ORIGEN DE LA ORDEN DEL TEMPLE...CONCILIO DE TROYES


Año 1118. Los cruzados occidentales gobiernan Jerusalén bajo el mandato del Rey Balduino II. Es primavera y nueve caballeros, con Hugo de Payns a la cabeza, y a similitud de los ya existentes "Caballeros del Santo Sepulcro", fundan una nueva orden de caballería, con el beneplácito del rey de la ciudad. Han nacido los Templarios.
El primer Maestre (que no Gran Maestre), Hugo de Payns, nació en un noble caserío cercano a Troyes hacia el año 1080. Con una sólida educación cristiana y un habil manejo de las armas, sintió desde muy joven la misma vocación de monje que de soldado.
Probablemente se alistó en la Primera Cruzada antes de haber cumplido los veinte años, enrolado quizá entre las tropas del conde Hugo de Vermandois, hermano de Felipe I, Rey de Francia.Es durante dicha cruzada de desbordante fe, cuanto el joven Hugo se da cuenta de que es posible aunar sus dos vocaciones con la creación de una nueva orden religioso-militar, la primera de estas características, destinada al servicio en Tierra Santa. En medio de aquel ejército cristiano, no tardó en encontrar otros ocho compañeros que participaran de su ideal y concepción de la vida.



Es significativo señalar la donación por el Rey Balduino II de Jerusalén como sede para la nueva orden, y de ahí su denominación, de la mezquita blanca de al-Aqsa, del Monte del Templo. Creo necesario indicar que en la época, se identificaba dicha mezquita como el emplazamiento exacto del Templo de Salomón (hoy se sabe que era mucho mayor, y que la mezquita ocupa solamente el atrio de dicho templo), y por ello no es facilmente explicable como a una recién fundada "policía de caminos" tal era la función principal de los Templarios en sus comienzos, se le fuera donado semejante emplazamiento, donde cabían sobradamente varios millares de caballeros, teniendo en cuenta que solo eran nueve hombres.
Un hecho que también contiene una cierta dosis de misterio, es que estos primeros caballeros no admitieron a nadie más en la recién creada orden, durante los nueve primeros años de existencia. Algunas especulaciones relacionan esta decisión con una excavación secreta que llevaban a cabo en los sótanos del Templo, donde pudieron haber buscado el Arca de la Alianza, tarea de la cual solo unos pocos elegidos habrían tenido conocimiento.
Así pues, parece ser que durante los primeros nueve años, los Caballeros del Temple no hacen otra cosa que proteger a los peregrinos, sobre todo en el peligroso camino del puerto de Jaffa a las murallas de Jerusalén. Sin embargo, a pesar de su valor y abnegado servicio, no consta que participaran en las campañas de los reyes del nuevo reino cristiano desde el fin de la Primera Cruzada, lo que refuerza la hipótesis anteriormente citada y defendida por algunos historiadores, que les tendría ocupados durante largo tiempo. De todas formas, esto sería entrar en el terreno de la mera suposición.
Un siglo más tarde, el historiador Jacques de Vitry, describe de esta extraordinaria manera lo que fue el origen del Temple.

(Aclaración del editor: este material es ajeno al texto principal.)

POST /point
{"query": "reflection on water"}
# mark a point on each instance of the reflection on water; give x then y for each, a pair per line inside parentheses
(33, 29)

"Ciertos caballeros,consagrados al servicio de Dios , renunciaron al mundo y se consagraron a Cristo. Mediante votos solemnes pronunciados ante el Patriarca de Jerusalén, se comprometieron a defender a los peregrinos contra los grupos de bandoleros, a proteger los caminos y servir como caballería al soberano rey. Observaron la pobreza, la castidad y la obediencia según la regla de los canónigos regulares. Sus jefes eran dos hombres venerables, Hugo de Payns y Godofredo de Saint-Omer. Al principio no había más que nueve que tomasen tan santa decisión, y durante nueve años sirvieron en hábitos seculares y se vistieron con las limosnas que les daban los fieles."
En 1127, el Maestre Hugo de Payns, una vez obtenida la aprobación de los Templarios por el Patriarca de Jerusalén, preparó un viaje a Roma con el fin de obtener una definitiva aprobación pontificia, y que de ese modo el Temple se convirtiera en Orden militar de pleno derecho. Balduino II, regente de Jerusalén, escribió al entonces Abad de Claraval, Bernardo, para que favoreciese al primer Maestre de la Orden ante la Iglesia.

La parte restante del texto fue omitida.